The fighters are currently in quarantine in a hospital in the city of Mayadeen in the eastern Syrian province of Deir ez-Zor, the Kurdish Syrian ARA news reported.
“Most of those infected are foreign militants who had sexual intercourse with two Moroccan women. The women passed on the disease to the militants before their infection was revealed. We were ordered by the group’s local leadership to transfer the infected militants to a quarantine center in the city,” the agency cited a local Syrian doctor as saying.
The doctor said the two women escaped to Turkey fearing they would be executed for giving the disease to IS fighters.
The leaders of the group ordered screen tests for AIDS for their troops in the province and are planning to get rid of those who are infected, the report said.

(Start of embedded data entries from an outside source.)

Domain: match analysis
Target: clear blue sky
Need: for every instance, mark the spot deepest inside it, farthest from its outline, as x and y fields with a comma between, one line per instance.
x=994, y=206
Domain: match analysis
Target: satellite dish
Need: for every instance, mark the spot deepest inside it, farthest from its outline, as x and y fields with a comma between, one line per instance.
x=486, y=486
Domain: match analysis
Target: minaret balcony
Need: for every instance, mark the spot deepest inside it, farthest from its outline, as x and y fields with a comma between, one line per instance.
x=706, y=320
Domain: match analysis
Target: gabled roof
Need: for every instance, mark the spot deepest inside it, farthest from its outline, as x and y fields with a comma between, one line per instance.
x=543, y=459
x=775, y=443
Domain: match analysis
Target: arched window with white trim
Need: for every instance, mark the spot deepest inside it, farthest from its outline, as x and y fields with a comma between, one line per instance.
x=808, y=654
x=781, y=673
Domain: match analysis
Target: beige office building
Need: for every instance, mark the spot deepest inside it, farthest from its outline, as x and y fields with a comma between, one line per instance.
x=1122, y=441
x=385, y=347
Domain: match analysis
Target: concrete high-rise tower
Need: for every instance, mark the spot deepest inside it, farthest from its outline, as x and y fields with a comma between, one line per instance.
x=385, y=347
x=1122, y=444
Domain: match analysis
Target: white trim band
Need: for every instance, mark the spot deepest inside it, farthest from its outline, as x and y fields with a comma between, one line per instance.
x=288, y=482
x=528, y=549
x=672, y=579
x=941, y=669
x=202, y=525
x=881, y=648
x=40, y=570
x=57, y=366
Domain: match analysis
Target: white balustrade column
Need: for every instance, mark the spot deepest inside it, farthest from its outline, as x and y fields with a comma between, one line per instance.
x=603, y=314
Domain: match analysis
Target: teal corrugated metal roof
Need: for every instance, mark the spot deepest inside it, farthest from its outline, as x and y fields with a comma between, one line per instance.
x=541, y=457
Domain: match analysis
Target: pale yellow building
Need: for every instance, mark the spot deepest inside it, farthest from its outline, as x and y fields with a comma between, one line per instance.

“IS leadership is planning to assign suicide attacks for its militants who are tested positive with AIDS,” a civil rights activist in al-Mayadeen told the agency.
The report said a similar outbreak of AIDS happened in the IS-controlled city of Shaddadi in Hasakah province in the spring, after an Indonesian fighter passed the disease to a sex slave who was later sold on. The man, who also donated blood for transfusion, was reportedly executed in June.
Islamic State is a radical Islamist group that has announced a caliphate straddling Iraq and Syria. The US is leading a coalition of nations in a bombing campaign designed to weaken IS and allow allied troops on the ground to destroy them, but so far the effort has had limited success.